According to the suit, Clovis, a rural area in Fresno County, has for years been identified as a “hot spot” for sexually transmitted diseases and pregnancy in its young population. In 2010, teenage girls made up almost 35% of chlamydia cases and 30% of gonorrhea cases in Fresno County, despite accounting for only 8.3% of the population. In 2009, the area had the second-highest rate of reported chlamydia infections in California.

Still, the suit says the materials that Clovis teachers used in sex education included almost no information on birth control methods or condom use for preventing sexually transmitted diseases.

One tool used, the plaintiffs allege, was a video called Never Regret the Choice, which according to the suit encouraged children to “adopt the mantra ‘One man, one woman, one life’”.

In another video cited by the plaintiffs, a scene compared a woman who was not a virgin to a “dirty, used pair of shoes”, capable of transmitting foot fungus.

The suit also says some teachers taught that boys were likely to lose control once sexually aroused, and that girls were looking for love while boys only wanted sex.

“Those are not the messages we want to be giving young people and those are not the messages permitted by California law,” said Burlingame.

The district settled the suit in 2014 without admitting fault, but updated both its seventh- and ninth-grade sex education programs to include the required elements and eliminate some biased materials.

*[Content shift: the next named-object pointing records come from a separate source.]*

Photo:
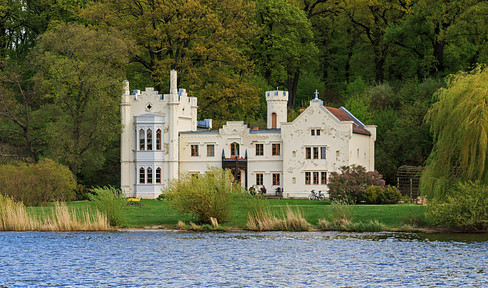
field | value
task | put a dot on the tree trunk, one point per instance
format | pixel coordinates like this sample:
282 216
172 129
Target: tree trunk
292 88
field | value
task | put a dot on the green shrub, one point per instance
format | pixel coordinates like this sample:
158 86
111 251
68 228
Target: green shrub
206 196
111 202
391 195
371 194
352 182
378 195
466 207
35 184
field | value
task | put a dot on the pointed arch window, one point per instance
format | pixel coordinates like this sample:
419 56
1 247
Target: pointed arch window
142 176
149 175
158 175
158 139
149 139
142 139
234 150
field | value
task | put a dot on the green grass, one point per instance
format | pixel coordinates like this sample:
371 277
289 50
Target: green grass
159 213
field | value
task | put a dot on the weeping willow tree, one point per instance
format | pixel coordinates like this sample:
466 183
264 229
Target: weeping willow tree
459 123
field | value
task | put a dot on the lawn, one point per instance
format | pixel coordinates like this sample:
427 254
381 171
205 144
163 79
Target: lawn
159 213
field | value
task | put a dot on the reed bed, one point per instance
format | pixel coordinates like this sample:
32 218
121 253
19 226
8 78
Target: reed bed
15 217
263 219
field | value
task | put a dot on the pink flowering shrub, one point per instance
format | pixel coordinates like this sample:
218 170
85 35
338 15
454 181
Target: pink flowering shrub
350 184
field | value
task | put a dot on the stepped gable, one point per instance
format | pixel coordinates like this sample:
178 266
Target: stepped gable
342 115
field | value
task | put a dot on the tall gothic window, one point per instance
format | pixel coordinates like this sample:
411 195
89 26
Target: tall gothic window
158 139
149 175
234 150
149 139
142 176
158 175
142 140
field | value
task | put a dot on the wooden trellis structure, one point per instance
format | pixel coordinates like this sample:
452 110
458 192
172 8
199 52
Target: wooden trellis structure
408 180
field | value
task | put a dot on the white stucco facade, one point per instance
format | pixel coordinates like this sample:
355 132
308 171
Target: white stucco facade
160 140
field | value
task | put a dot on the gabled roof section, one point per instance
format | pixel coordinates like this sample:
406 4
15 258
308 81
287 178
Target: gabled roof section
343 115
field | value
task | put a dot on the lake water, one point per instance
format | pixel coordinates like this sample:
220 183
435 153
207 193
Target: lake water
242 259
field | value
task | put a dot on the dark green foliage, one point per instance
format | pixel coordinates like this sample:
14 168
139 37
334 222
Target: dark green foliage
36 184
466 206
459 123
110 201
350 185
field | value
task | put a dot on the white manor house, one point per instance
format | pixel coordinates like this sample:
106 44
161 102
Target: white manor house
162 138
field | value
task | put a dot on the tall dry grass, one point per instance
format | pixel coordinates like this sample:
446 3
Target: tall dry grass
263 219
14 217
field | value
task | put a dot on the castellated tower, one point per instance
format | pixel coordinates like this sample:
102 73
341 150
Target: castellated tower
151 123
277 108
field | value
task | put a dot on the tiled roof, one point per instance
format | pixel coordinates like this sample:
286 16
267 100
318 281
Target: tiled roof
342 115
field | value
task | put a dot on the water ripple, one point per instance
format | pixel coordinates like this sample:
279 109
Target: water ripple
242 259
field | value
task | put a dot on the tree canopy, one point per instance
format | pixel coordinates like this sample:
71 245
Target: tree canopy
459 123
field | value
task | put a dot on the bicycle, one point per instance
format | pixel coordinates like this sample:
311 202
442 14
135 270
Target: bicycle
316 196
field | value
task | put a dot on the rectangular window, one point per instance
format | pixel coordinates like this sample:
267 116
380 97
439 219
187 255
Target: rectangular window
315 152
307 178
194 150
315 178
308 153
259 150
259 179
210 150
276 149
323 178
276 179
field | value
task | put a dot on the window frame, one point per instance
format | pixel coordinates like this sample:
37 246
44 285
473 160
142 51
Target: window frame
149 175
276 149
142 139
142 175
316 179
210 150
259 178
194 150
158 139
276 179
158 175
234 150
259 147
323 152
149 139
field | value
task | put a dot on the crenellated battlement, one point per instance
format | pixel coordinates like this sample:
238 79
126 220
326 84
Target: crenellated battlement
277 95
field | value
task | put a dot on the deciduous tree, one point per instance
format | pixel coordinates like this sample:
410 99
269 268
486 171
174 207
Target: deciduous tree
459 123
80 71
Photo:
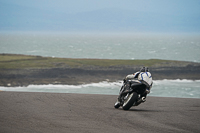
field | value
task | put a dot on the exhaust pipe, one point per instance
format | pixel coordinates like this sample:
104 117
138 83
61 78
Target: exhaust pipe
143 99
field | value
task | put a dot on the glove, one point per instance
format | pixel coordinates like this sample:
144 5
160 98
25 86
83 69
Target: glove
147 91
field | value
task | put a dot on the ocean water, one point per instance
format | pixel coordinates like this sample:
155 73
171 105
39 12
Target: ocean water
108 46
182 47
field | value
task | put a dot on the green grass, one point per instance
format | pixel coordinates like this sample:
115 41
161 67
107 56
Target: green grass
11 61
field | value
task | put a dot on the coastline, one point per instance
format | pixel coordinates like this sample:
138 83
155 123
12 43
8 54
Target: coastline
23 70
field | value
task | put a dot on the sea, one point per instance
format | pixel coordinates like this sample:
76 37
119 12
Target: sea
131 46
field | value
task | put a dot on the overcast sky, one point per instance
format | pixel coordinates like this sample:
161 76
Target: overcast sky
185 14
164 6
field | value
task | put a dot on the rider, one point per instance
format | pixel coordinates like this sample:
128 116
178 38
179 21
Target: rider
144 76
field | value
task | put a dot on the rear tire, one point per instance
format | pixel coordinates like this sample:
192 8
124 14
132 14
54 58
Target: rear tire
128 103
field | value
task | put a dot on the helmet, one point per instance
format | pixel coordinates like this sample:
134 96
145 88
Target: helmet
144 69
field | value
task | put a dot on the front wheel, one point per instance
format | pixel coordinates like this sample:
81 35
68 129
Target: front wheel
128 102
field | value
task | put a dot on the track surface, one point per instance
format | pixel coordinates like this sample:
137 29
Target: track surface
22 112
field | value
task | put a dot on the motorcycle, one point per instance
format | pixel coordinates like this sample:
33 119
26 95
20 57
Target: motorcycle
133 92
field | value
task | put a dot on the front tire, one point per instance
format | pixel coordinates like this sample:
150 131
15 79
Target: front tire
128 103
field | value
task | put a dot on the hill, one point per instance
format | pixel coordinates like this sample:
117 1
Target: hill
22 70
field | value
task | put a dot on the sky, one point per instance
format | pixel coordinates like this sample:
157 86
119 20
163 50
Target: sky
101 15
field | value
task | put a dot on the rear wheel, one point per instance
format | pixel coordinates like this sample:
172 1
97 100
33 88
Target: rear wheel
128 102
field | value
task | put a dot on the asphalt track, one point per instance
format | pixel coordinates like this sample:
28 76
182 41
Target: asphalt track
23 112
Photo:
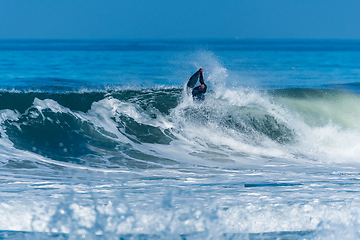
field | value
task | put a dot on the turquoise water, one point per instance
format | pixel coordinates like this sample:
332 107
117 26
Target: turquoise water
99 140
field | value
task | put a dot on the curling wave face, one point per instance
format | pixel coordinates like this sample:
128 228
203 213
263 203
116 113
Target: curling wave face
155 127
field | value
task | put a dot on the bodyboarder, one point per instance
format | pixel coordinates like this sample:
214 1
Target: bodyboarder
198 92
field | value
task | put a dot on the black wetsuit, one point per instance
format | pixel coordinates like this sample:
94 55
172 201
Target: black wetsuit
198 92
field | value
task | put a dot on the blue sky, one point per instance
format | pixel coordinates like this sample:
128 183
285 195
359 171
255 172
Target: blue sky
183 19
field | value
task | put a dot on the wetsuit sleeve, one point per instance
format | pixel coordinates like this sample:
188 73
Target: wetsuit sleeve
201 79
192 81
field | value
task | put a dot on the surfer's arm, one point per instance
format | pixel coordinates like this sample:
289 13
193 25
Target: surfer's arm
194 78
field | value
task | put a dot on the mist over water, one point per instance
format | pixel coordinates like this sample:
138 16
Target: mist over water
114 148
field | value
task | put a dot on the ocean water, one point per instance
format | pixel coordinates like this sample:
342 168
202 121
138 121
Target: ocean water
99 140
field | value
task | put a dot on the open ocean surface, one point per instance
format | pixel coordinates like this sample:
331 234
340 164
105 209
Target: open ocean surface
98 140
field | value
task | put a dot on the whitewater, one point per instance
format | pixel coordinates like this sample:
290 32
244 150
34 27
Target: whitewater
100 140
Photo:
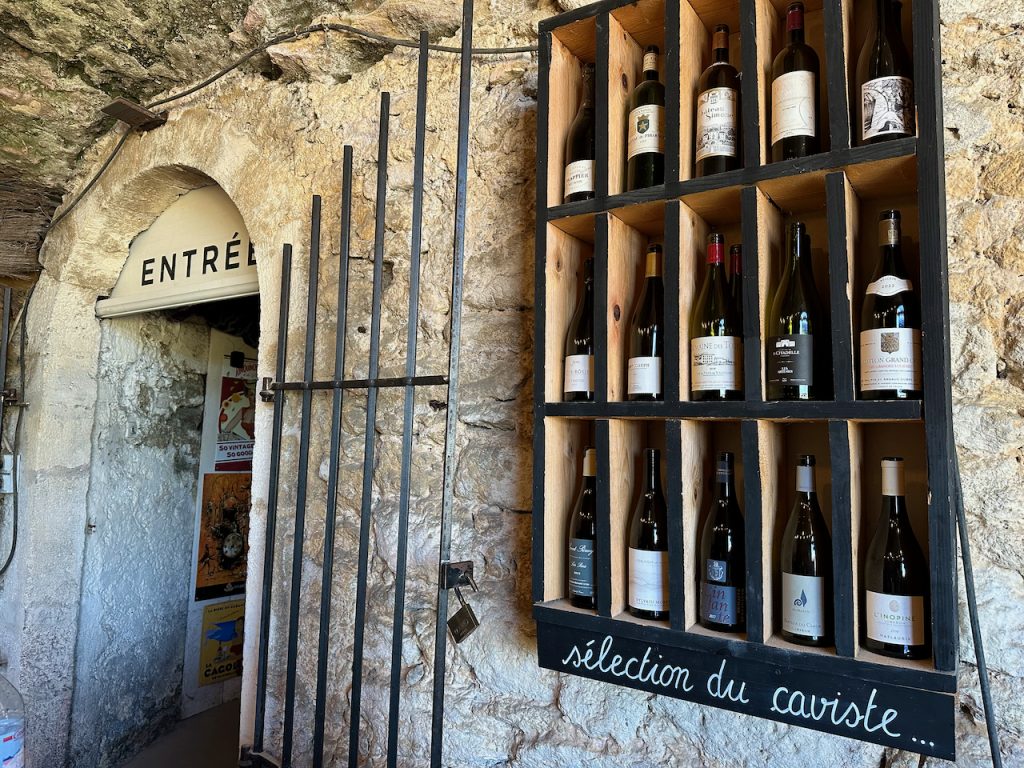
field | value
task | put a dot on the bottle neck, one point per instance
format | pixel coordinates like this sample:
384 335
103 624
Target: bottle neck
795 25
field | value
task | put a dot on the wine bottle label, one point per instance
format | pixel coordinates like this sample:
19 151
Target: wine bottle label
716 363
648 580
791 359
793 104
717 123
890 358
646 130
896 619
804 605
579 176
579 373
889 285
582 567
887 107
644 376
719 602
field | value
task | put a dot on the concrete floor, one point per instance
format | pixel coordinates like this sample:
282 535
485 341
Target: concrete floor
206 740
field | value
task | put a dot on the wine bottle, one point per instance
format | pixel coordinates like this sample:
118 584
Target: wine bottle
578 381
806 561
736 281
896 611
716 334
795 93
580 152
648 594
645 129
718 111
885 110
644 375
583 535
890 324
723 565
796 335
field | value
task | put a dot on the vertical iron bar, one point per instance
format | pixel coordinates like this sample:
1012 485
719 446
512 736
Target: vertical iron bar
271 505
407 423
332 482
368 448
455 350
300 488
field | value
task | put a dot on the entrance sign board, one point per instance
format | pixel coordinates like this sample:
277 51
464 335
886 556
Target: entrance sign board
197 251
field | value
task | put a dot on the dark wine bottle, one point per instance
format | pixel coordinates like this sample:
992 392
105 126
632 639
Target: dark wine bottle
718 111
795 110
580 152
578 379
895 609
648 594
885 72
806 562
645 128
722 570
736 281
890 324
644 375
583 535
796 345
716 334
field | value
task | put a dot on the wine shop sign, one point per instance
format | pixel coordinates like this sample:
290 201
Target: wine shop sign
196 251
918 720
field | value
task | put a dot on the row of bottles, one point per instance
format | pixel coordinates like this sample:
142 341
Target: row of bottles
894 588
798 345
885 110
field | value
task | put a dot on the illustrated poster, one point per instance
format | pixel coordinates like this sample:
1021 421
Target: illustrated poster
220 654
236 419
223 537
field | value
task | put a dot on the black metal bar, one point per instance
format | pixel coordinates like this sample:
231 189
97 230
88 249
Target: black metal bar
370 434
333 471
300 489
408 416
384 383
271 505
455 354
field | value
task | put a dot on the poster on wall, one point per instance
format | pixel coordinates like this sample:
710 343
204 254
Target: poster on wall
223 536
220 653
236 419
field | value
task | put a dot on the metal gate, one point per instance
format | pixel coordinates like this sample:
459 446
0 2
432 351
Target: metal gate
278 390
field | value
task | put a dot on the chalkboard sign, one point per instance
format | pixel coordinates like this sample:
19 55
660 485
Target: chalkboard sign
838 194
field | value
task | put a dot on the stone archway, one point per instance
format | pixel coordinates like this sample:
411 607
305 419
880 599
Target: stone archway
82 260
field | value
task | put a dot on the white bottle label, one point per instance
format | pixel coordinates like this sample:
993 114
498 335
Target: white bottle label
896 619
646 130
648 580
716 363
579 177
804 605
890 358
644 376
579 373
887 107
717 123
889 285
793 104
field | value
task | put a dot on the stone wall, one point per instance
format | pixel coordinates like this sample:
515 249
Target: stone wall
252 136
138 556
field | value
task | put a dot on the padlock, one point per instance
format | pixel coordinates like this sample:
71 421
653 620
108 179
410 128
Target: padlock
464 623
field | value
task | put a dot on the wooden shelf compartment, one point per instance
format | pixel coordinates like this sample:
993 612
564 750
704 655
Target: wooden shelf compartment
563 264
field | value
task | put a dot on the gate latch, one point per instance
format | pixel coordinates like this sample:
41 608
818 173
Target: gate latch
454 576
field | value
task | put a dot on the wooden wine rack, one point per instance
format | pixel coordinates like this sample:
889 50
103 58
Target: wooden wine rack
839 194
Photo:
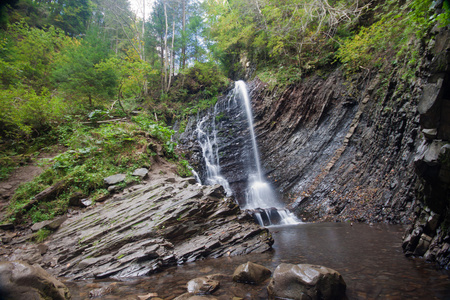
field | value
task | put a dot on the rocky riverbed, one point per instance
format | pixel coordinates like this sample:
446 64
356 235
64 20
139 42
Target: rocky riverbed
165 222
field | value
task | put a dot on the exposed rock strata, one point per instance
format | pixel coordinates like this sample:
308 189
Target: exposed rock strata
21 281
305 281
166 222
428 236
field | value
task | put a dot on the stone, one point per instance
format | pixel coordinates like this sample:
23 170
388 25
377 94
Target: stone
202 286
86 202
7 226
189 296
39 225
49 224
141 172
423 245
114 179
19 280
430 134
113 188
42 248
156 226
305 281
55 223
429 105
75 199
251 273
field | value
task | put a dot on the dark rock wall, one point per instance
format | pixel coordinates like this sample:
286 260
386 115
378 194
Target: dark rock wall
341 149
371 148
428 236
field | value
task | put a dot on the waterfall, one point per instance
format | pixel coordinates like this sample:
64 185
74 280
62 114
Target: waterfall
260 199
207 139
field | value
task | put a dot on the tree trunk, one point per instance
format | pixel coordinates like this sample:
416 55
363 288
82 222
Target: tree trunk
143 31
172 58
165 47
183 48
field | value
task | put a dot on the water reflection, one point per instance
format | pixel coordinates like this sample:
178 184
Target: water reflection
368 257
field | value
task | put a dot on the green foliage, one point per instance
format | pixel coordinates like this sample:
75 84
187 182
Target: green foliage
93 154
183 168
387 42
296 35
80 71
27 54
23 112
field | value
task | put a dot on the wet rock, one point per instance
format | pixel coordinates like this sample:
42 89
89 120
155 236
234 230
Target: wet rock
50 224
251 273
7 226
157 225
202 286
114 179
39 225
21 281
28 253
189 296
42 248
141 172
430 134
423 245
100 292
306 281
113 188
86 202
75 199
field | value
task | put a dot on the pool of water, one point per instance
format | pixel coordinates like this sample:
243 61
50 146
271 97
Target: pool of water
369 258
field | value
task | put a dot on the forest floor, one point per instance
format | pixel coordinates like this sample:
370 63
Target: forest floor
25 173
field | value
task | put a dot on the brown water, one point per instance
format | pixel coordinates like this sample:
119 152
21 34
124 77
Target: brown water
368 257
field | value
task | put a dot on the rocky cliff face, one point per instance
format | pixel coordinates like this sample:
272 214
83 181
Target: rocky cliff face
165 222
341 149
428 236
369 148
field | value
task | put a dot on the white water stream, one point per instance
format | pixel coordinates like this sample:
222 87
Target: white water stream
260 197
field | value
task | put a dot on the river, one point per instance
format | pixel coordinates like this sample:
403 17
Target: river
369 258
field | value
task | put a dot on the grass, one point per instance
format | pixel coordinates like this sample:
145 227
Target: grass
93 154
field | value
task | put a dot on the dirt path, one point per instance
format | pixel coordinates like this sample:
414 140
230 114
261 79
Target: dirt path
21 175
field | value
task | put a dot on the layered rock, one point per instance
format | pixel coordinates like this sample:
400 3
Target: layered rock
428 236
166 222
21 281
251 273
306 281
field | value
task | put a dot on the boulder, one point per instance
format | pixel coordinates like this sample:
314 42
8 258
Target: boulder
202 285
75 199
305 281
189 296
251 273
141 172
49 224
19 280
155 226
114 179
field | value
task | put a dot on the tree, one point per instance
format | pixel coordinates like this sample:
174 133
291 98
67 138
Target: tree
78 74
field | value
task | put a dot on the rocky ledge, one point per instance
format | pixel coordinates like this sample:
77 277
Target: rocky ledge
166 222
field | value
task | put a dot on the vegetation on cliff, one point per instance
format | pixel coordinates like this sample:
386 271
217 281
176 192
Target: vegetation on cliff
67 66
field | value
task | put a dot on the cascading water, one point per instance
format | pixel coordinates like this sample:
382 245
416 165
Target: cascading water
260 198
207 138
228 130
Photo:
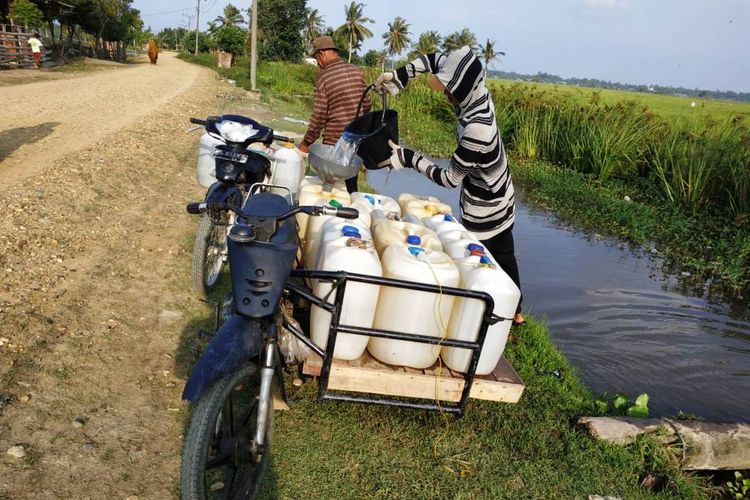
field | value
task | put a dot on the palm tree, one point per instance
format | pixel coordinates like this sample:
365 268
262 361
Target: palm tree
231 16
314 25
354 26
396 38
429 41
458 39
488 54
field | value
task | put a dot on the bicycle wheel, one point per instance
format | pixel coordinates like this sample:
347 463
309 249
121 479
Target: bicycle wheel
209 253
217 461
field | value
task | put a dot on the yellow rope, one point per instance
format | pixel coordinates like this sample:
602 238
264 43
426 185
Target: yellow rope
464 466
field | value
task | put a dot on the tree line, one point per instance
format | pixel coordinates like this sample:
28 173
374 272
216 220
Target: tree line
286 29
111 23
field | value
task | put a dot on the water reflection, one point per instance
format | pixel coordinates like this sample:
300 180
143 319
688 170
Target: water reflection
622 322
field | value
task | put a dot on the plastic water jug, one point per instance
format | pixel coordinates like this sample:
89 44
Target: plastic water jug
465 247
378 216
365 216
392 232
334 228
287 170
315 228
421 207
353 254
441 223
480 272
377 202
206 167
310 193
410 311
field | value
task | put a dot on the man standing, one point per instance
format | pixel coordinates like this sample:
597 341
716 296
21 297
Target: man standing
478 164
36 48
338 88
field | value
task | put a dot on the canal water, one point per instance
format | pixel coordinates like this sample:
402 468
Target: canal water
625 324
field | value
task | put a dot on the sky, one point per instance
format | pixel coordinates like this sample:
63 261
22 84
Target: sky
689 43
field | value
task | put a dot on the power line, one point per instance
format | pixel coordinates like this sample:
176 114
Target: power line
166 12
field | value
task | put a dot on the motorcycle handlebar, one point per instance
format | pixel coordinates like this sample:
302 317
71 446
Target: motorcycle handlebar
344 212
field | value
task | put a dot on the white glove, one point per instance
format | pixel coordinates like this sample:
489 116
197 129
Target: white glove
387 82
399 156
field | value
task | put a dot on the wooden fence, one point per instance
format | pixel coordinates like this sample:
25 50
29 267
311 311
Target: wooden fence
15 51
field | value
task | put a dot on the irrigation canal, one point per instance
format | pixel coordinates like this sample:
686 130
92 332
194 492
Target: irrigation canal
623 323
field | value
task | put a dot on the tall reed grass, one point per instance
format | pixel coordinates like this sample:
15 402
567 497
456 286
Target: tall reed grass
696 165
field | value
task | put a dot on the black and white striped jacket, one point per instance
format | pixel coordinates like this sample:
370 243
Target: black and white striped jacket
479 163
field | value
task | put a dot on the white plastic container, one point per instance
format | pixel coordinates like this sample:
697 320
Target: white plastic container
334 228
365 217
417 208
357 255
390 232
377 202
287 171
310 193
315 228
481 273
378 216
409 311
206 168
442 223
465 247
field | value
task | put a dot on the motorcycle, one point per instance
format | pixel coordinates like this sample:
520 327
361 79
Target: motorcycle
237 168
228 440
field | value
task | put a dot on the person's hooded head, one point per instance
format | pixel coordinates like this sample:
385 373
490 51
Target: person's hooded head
460 74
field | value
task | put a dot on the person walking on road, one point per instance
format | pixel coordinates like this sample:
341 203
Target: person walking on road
338 89
479 163
36 48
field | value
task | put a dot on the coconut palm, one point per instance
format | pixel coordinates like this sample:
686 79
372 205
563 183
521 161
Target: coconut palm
231 16
397 37
488 53
354 26
429 41
314 25
458 39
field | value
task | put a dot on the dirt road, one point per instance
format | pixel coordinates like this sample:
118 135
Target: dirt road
96 309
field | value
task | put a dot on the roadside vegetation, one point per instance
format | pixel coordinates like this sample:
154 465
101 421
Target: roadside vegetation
533 449
687 179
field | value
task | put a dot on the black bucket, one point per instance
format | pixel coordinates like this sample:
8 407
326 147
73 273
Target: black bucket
378 127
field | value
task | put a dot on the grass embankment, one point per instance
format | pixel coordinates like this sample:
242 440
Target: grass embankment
688 176
529 450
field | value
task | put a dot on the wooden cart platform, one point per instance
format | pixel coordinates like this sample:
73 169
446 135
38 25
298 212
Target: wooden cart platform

The ACLU and pro bono attorneys for the plaintiffs filed suit earlier this year, in order to recover fees. Judge Black’s April ruling – which focused solely on that issue but is the first legal ruling regarding the 2003 law – awarded them $467,000 from the district. Black, however, took the extra step of giving the overarching view of the importance of sex education.

“We thought it was fabulous that he took the time to sift through the issues and make a substantive ruling,” said Burlingame. “It was gratifying that the judge saw the importance of the case.”

Clovis Unified spokesperson Kelly Avants could not be reached for immediate comment. However, she told media outlets the issues “raised in plaintiff’s litigation were not accurate” and said the district was considering an appeal.